Natural images are messy, and as a result, there are a number of preprocessing operations that we can utilize in order to make training slightly easier. Neural networks usually work with floating-point tensors as their input. Neural networks exhibit the best training performance when the input data ranges roughly from 0 to 1, or from -1 to 1.

We’ll cast a tensor to a floating point and normalize the values of the pixels. Casting to floating-point is easy, but normalization is trickier, as it depends on what range of the input we decide should lie between 0 and 1 (or -1 and 1). 

One technique that is supported out of the box in PyTorch is image whitening. The basic idea behind whitening is to zero-center every pixel in an image by subtracting out the mean of the dataset and normalizing it to unit 1 variance. This helps us correct for potential differences in dynamic range between images. 

One possibility is to just divide the values of the pixels by 255 (the maximum representable number in 8-bit unsigned):

image = image.astype(float) / 255

Fortunately, PyTorch offers a package called Torchvision that includes many commonly used transforms for image processing. In PyTorch, we can achieve this using the Normalize Transform.

Transforms are really handy because we can chain them using transforms.Compose(), and they can handle normalization and data augmentation transparently, directly in the data loader. 

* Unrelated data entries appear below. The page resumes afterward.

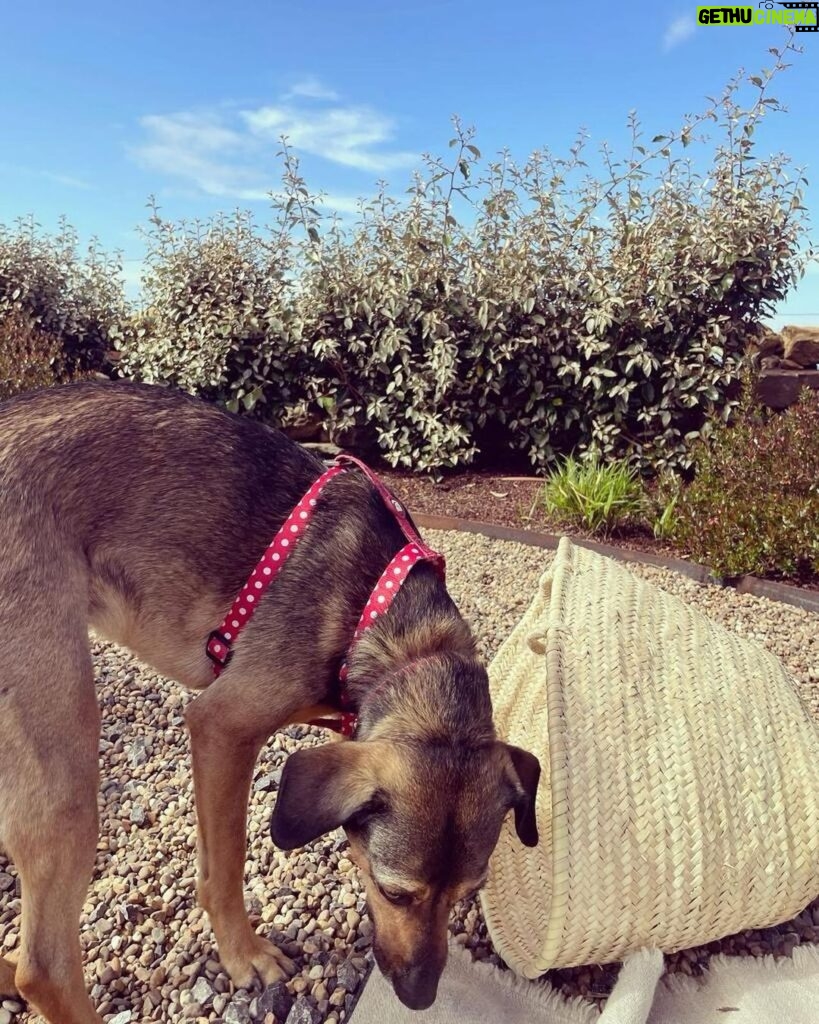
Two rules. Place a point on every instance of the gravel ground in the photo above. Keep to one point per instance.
(147, 946)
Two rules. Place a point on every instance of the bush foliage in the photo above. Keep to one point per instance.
(30, 358)
(753, 504)
(564, 304)
(76, 298)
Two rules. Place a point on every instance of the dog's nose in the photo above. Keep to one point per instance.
(417, 987)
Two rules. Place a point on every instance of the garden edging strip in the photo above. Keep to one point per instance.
(808, 600)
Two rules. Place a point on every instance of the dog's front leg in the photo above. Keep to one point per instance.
(224, 749)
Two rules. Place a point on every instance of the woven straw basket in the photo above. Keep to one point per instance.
(679, 800)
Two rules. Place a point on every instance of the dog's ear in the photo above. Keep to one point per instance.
(526, 771)
(321, 787)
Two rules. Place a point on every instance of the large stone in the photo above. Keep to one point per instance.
(780, 388)
(276, 999)
(765, 342)
(347, 976)
(303, 1013)
(802, 345)
(238, 1012)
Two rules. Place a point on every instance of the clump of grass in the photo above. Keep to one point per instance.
(592, 495)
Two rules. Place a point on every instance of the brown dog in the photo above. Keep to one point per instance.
(141, 512)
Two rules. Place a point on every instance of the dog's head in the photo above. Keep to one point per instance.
(423, 812)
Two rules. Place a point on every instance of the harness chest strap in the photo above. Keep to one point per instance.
(219, 646)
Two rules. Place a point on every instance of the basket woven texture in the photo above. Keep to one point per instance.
(679, 800)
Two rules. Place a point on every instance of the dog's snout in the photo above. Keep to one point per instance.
(418, 986)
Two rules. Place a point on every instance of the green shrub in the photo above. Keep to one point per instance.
(753, 504)
(536, 306)
(77, 299)
(592, 495)
(30, 358)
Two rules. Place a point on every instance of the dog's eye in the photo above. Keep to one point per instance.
(395, 896)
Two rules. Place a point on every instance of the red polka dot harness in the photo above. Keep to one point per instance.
(220, 642)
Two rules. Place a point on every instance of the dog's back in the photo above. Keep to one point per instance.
(144, 504)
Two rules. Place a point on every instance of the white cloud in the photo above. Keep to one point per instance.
(61, 179)
(345, 135)
(311, 88)
(68, 180)
(679, 31)
(230, 153)
(202, 150)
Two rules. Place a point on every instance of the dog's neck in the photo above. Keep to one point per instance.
(414, 677)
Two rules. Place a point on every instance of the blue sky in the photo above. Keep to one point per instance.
(103, 103)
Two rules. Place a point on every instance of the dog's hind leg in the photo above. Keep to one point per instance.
(7, 986)
(49, 775)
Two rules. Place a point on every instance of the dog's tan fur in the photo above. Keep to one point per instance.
(140, 513)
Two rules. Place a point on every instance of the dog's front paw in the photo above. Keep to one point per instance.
(256, 958)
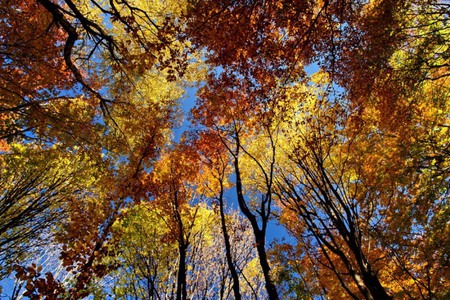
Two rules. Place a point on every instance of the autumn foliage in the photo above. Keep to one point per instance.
(313, 161)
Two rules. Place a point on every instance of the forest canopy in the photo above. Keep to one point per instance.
(313, 161)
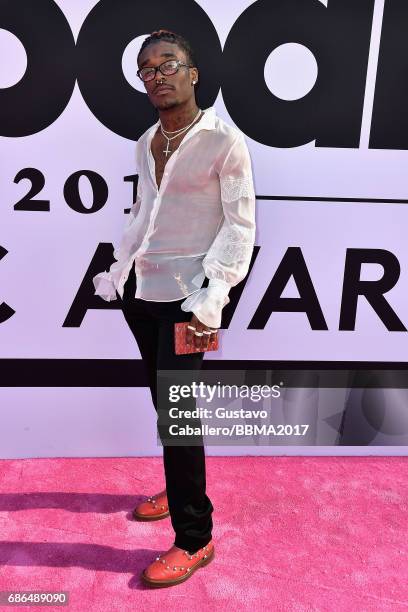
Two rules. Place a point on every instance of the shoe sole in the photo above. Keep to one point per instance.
(153, 517)
(164, 583)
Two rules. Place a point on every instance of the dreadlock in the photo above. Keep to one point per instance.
(169, 36)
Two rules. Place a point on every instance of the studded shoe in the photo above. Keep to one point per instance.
(154, 509)
(176, 565)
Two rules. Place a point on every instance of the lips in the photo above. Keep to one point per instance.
(163, 88)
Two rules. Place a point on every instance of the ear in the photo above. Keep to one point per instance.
(194, 74)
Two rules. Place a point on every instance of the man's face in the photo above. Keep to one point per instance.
(179, 88)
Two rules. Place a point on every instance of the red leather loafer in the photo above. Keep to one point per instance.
(154, 509)
(176, 565)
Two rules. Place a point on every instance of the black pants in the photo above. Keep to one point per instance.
(152, 324)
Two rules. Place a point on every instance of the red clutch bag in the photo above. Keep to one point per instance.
(181, 346)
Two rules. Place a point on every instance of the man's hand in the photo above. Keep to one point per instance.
(200, 342)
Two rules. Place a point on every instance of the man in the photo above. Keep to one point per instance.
(193, 221)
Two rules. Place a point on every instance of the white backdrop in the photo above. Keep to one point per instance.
(48, 253)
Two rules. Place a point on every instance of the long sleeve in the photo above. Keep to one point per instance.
(104, 282)
(227, 260)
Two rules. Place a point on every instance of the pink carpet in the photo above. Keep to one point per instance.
(296, 534)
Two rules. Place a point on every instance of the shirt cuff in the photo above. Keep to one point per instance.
(207, 303)
(104, 286)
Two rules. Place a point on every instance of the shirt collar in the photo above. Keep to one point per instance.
(207, 122)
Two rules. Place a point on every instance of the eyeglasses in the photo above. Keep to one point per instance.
(166, 68)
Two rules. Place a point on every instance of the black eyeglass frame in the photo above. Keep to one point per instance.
(156, 68)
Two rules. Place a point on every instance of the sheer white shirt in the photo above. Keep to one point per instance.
(200, 222)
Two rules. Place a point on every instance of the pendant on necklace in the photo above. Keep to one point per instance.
(167, 150)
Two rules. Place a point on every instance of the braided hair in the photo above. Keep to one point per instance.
(180, 41)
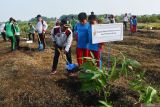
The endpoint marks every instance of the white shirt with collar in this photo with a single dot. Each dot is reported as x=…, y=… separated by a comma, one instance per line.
x=41, y=26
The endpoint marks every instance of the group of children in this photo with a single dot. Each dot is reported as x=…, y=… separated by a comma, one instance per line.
x=62, y=36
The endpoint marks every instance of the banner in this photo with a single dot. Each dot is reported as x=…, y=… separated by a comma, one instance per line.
x=107, y=32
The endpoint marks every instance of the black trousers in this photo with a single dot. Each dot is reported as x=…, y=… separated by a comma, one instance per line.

data_transforms = transforms.Compose([
        transforms.RandomResizedCrop(224),
        transforms.RandomHorizontalFlip(),
        transforms.ToTensor(),
        transforms.Normalize([0.51 0.47 0.35],[0.28 0.25 0.28])]

The magic numbers for mean, [0.51 0.47 0.35], and std, [0.28 0.25 0.28], were computed over the entire image dataset, and this technique is called dataset normalization.

Calculate mean and std for the PyTorch image dataset

We can also expand our dataset artificially by randomly cropping the image, flipping the image, modifying saturation, modifying brightness, etc.

Applying these transformations helps us build networks that are robust to the different kinds of variations that are present in natural images, and make predictions with high fidelity in spite of potential distortions.